Eye health projects receive share of £13 million AI investment

Initiatives include scaling and validating a foundation model for ophthalmology and an AI tool to predict fibrosis progression in wet AMD patients

A clinician wearing a white surgical gown and a face mask looks closely at a medical scan pinned to the wall
Pixabay/Dmitriy Gutarev

Eye health projects are among 22 initiatives that have received funding in a £13 million boost to artificial intelligence (AI) research.

The announcement was made by Science Minister, Michelle Donelan, during a visit to University College London’s (UCL) Centre for Interventional and Surgical Sciences on August 10.

A broad range of projects received funding, involving universities from Surrey to Edinburgh.

Initiatives related to eye health include a £453,000 grant to use foundation AI models for ophthalmic imaging and diagnosing retinal diseases. The project is led by Professor Pearse Keane, of the UCL Institute of Ophthalmology.

A project led by Professor Daniel Rueckert of Imperial College London received a £600,000 grant.

The research aims to develop a privacy-preserving AI tool to aid the diagnosis and assessment of retinal fibrosis in patients with wet age-related macular degeneration (AMD).

Currently, fibrosis is assessed manually by ophthalmologists, with variation between clinicians on how they assess the degree of fibrosis.

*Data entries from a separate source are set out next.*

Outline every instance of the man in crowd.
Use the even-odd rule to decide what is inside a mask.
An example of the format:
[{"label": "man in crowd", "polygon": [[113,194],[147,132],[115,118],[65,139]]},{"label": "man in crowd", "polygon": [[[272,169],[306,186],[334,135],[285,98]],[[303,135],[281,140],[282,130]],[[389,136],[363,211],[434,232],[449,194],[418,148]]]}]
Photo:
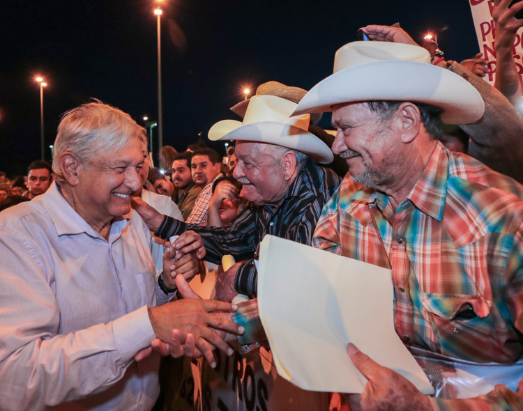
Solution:
[{"label": "man in crowd", "polygon": [[52,182],[51,164],[43,160],[33,161],[27,169],[27,191],[24,194],[33,199],[44,194]]},{"label": "man in crowd", "polygon": [[146,145],[144,129],[120,110],[74,109],[59,125],[55,183],[2,212],[2,410],[149,410],[158,392],[158,357],[143,359],[151,341],[169,343],[176,328],[211,362],[213,348],[230,349],[210,327],[238,327],[210,311],[232,306],[168,302],[196,258],[183,272],[171,250],[155,279],[151,233],[130,208]]},{"label": "man in crowd", "polygon": [[181,153],[174,156],[172,162],[172,183],[178,190],[176,205],[180,208],[184,220],[190,215],[202,188],[192,181],[190,171],[191,156],[189,151]]},{"label": "man in crowd", "polygon": [[[296,98],[296,88],[286,87],[283,91],[291,94],[283,95]],[[298,98],[305,93],[299,90]],[[321,208],[340,183],[331,170],[314,162],[330,163],[333,155],[320,139],[308,131],[310,116],[289,118],[296,105],[280,97],[256,95],[249,101],[243,123],[226,120],[216,123],[209,131],[211,139],[236,140],[238,164],[234,176],[243,184],[242,195],[250,205],[232,224],[220,228],[179,223],[168,217],[162,221],[163,216],[146,206],[137,208],[160,237],[194,230],[202,235],[208,260],[219,263],[222,256],[227,254],[236,258],[238,263],[218,279],[217,296],[220,298],[230,301],[238,293],[256,295],[254,258],[257,257],[259,243],[266,234],[310,244]],[[252,309],[256,313],[257,300],[251,300],[240,307]],[[241,343],[255,339],[246,336]],[[248,369],[253,370],[256,378],[263,380],[275,374],[275,370],[272,368],[269,373],[263,371],[260,352],[261,349],[253,351],[248,357],[250,363],[245,364],[241,359],[238,361],[243,364],[241,368],[245,373]],[[258,358],[253,359],[257,355]],[[265,356],[270,357],[270,354]],[[264,377],[259,377],[261,374]],[[258,384],[264,387],[264,382],[259,381]],[[213,395],[215,401],[217,393]],[[227,404],[245,404],[248,401],[239,391],[230,395],[234,398],[221,390],[218,394],[222,401],[226,398],[231,401],[227,401]],[[324,409],[328,403],[325,393],[304,391],[281,378],[278,384],[271,384],[266,395],[271,410]]]},{"label": "man in crowd", "polygon": [[[350,409],[523,409],[523,381],[510,390],[523,375],[522,187],[437,141],[441,121],[481,117],[479,93],[410,45],[349,43],[334,67],[294,111],[333,111],[333,150],[349,167],[314,245],[392,270],[396,332],[450,398],[422,394],[349,344],[368,380]],[[457,378],[462,360],[480,378]],[[458,399],[464,390],[477,396]]]},{"label": "man in crowd", "polygon": [[220,155],[212,148],[200,148],[192,153],[190,160],[192,181],[202,189],[187,219],[188,223],[206,225],[207,208],[213,196],[213,183],[222,175],[221,166]]}]

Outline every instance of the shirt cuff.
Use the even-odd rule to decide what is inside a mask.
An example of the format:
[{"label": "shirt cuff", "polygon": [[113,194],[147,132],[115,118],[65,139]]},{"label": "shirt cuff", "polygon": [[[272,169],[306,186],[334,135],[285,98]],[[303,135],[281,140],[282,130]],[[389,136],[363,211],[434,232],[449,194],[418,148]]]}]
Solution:
[{"label": "shirt cuff", "polygon": [[156,338],[146,305],[113,320],[112,327],[116,349],[124,363],[132,360],[140,350],[150,346]]},{"label": "shirt cuff", "polygon": [[185,231],[185,224],[169,215],[164,215],[162,222],[154,235],[162,240],[168,240],[173,235],[180,235]]},{"label": "shirt cuff", "polygon": [[240,294],[256,297],[258,286],[258,273],[254,260],[243,263],[236,271],[234,288]]},{"label": "shirt cuff", "polygon": [[258,311],[258,300],[255,298],[238,304],[238,311],[232,313],[232,320],[245,327],[243,335],[238,336],[241,346],[267,341]]}]

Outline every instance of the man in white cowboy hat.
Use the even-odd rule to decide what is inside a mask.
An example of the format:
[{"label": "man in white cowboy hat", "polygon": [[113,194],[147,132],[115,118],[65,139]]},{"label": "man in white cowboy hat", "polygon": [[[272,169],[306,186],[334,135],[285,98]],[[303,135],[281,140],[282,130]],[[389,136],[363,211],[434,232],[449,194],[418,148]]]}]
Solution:
[{"label": "man in white cowboy hat", "polygon": [[[289,117],[296,107],[295,102],[275,95],[255,95],[249,100],[243,121],[220,121],[209,131],[211,140],[236,140],[238,164],[234,176],[243,184],[242,195],[250,205],[232,224],[223,228],[202,227],[164,217],[146,207],[137,208],[160,237],[167,238],[193,230],[202,236],[207,252],[206,260],[219,263],[222,256],[231,254],[238,261],[218,278],[217,296],[222,300],[230,301],[238,293],[256,295],[254,258],[266,234],[310,244],[321,208],[340,183],[331,170],[316,164],[330,163],[332,152],[308,131],[308,114]],[[243,315],[256,315],[256,299],[241,304],[239,309],[242,309],[244,311],[234,318],[238,323],[244,321]],[[241,343],[257,341],[257,336],[246,333]],[[271,372],[264,371],[259,352],[252,352],[257,359],[254,358],[252,362],[242,362],[238,357],[229,366],[229,370],[242,370],[238,371],[239,376],[233,378],[233,385],[237,378],[238,385],[245,386],[250,380],[250,372],[253,373],[252,379],[258,387],[253,389],[255,396],[248,396],[246,392],[242,396],[236,385],[229,393],[213,389],[212,409],[218,407],[218,398],[226,401],[227,406],[243,404],[245,407],[246,402],[254,401],[261,409],[263,404],[271,410],[325,409],[328,403],[325,393],[301,390],[280,378],[278,383],[266,382],[263,378],[275,378],[275,369],[272,368]],[[270,353],[264,353],[270,357]],[[231,379],[228,381],[230,385]]]},{"label": "man in white cowboy hat", "polygon": [[483,109],[422,47],[367,41],[340,49],[293,113],[332,111],[333,150],[349,168],[313,245],[392,270],[396,332],[437,392],[349,344],[368,380],[351,410],[523,409],[522,186],[437,140],[441,121]]}]

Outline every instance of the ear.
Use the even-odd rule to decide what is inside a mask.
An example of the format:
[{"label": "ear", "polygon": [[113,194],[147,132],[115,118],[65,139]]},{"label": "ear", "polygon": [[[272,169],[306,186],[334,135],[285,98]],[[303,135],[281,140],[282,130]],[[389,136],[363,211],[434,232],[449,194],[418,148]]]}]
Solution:
[{"label": "ear", "polygon": [[77,185],[82,169],[78,159],[70,153],[65,151],[58,157],[58,164],[68,184],[73,187]]},{"label": "ear", "polygon": [[406,102],[400,106],[396,115],[397,118],[395,124],[400,129],[402,142],[411,143],[421,130],[422,121],[419,109],[415,104]]},{"label": "ear", "polygon": [[296,155],[292,151],[287,151],[282,157],[282,170],[286,181],[289,181],[296,173]]}]

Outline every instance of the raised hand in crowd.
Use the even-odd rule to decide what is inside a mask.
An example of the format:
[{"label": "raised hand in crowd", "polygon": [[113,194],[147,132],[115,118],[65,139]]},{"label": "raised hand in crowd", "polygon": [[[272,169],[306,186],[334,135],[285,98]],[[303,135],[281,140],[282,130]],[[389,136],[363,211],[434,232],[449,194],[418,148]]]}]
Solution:
[{"label": "raised hand in crowd", "polygon": [[494,0],[492,19],[496,30],[496,88],[499,90],[523,114],[521,98],[523,95],[517,66],[514,61],[513,47],[516,33],[523,26],[523,19],[515,18],[523,10],[523,2],[509,8],[510,0]]}]

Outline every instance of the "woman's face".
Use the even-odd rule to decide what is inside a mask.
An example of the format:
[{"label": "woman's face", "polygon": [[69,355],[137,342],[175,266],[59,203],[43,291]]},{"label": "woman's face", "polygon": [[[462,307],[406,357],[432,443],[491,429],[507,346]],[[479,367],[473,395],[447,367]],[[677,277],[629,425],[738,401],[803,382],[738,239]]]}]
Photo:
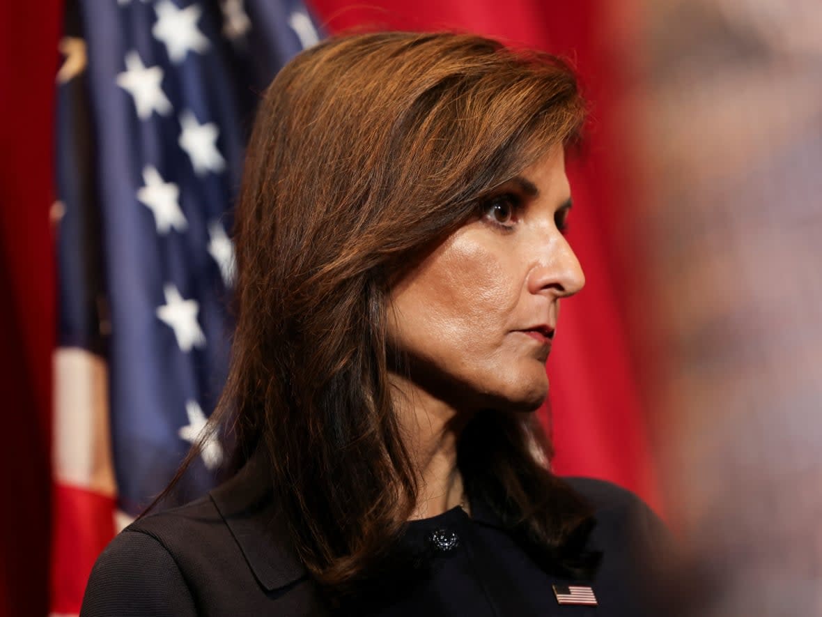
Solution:
[{"label": "woman's face", "polygon": [[563,235],[562,148],[494,195],[391,290],[389,336],[408,354],[413,385],[435,397],[533,410],[548,392],[560,299],[584,284]]}]

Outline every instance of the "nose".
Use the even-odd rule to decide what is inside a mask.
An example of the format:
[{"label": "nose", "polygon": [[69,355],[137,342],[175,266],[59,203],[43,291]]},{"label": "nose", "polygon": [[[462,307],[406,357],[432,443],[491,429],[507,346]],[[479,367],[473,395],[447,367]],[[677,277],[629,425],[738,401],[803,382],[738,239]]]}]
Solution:
[{"label": "nose", "polygon": [[558,298],[574,295],[585,285],[585,274],[565,236],[554,235],[542,250],[540,261],[531,271],[529,291],[550,292]]}]

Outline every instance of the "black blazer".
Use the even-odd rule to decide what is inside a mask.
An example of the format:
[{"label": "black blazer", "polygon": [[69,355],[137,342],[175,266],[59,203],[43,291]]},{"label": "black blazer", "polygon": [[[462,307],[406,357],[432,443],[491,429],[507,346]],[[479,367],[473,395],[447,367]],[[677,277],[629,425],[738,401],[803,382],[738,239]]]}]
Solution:
[{"label": "black blazer", "polygon": [[[551,615],[658,614],[650,601],[654,564],[667,550],[664,526],[614,485],[568,481],[596,508],[588,548],[603,553],[593,585],[598,606],[556,604]],[[259,470],[249,465],[206,497],[141,518],[100,554],[81,615],[329,615],[278,517]],[[553,595],[550,587],[535,592]]]}]

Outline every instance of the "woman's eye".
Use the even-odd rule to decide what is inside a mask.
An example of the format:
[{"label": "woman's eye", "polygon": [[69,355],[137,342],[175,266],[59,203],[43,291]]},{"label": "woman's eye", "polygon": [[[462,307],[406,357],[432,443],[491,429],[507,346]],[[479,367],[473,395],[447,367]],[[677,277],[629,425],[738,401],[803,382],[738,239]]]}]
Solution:
[{"label": "woman's eye", "polygon": [[487,202],[483,206],[486,219],[503,227],[512,227],[517,219],[519,203],[513,195],[501,195]]},{"label": "woman's eye", "polygon": [[561,234],[568,232],[568,209],[563,208],[554,215],[554,225]]}]

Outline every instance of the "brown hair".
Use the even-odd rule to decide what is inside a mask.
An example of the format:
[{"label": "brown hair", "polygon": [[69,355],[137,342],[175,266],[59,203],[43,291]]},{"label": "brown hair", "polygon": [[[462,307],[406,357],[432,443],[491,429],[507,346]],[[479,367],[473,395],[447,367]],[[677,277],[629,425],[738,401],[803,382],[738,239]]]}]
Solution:
[{"label": "brown hair", "polygon": [[[495,188],[578,132],[584,104],[555,57],[455,34],[326,40],[261,103],[236,213],[238,324],[216,421],[237,464],[262,448],[312,574],[353,588],[413,508],[416,473],[388,390],[390,281]],[[554,565],[589,511],[534,456],[534,416],[478,415],[459,465]]]}]

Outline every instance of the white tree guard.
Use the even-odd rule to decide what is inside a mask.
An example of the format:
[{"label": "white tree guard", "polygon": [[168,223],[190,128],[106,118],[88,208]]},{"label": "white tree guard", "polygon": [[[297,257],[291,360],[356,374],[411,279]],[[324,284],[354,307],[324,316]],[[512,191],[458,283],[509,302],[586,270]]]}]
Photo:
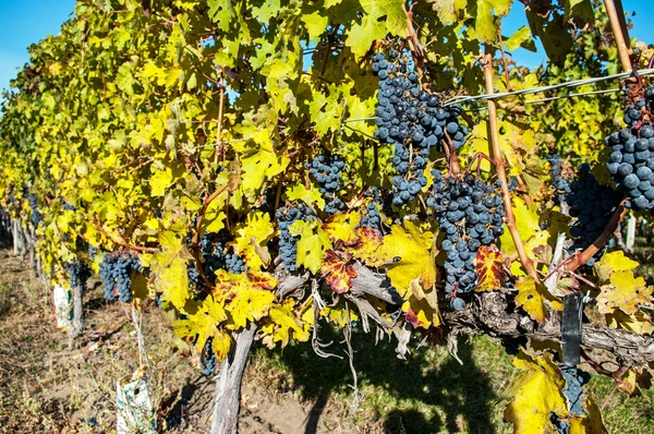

It is hoped that the use of AI for this task will enhance consistency, as well as improving speed and accuracy.

Rueckert shared that medical imaging is a field where the innate pattern recognition strengths of AI can be leveraged.

“Incorporating AI into the assessment of retinal fibrosis has the potential to improve accuracy of classifying what stage disease is at, and how it’s likely to progress, which will better inform treatment decisions for the patient,” he said.

A full list of the funded projects is available on the UK Research and Innovation website.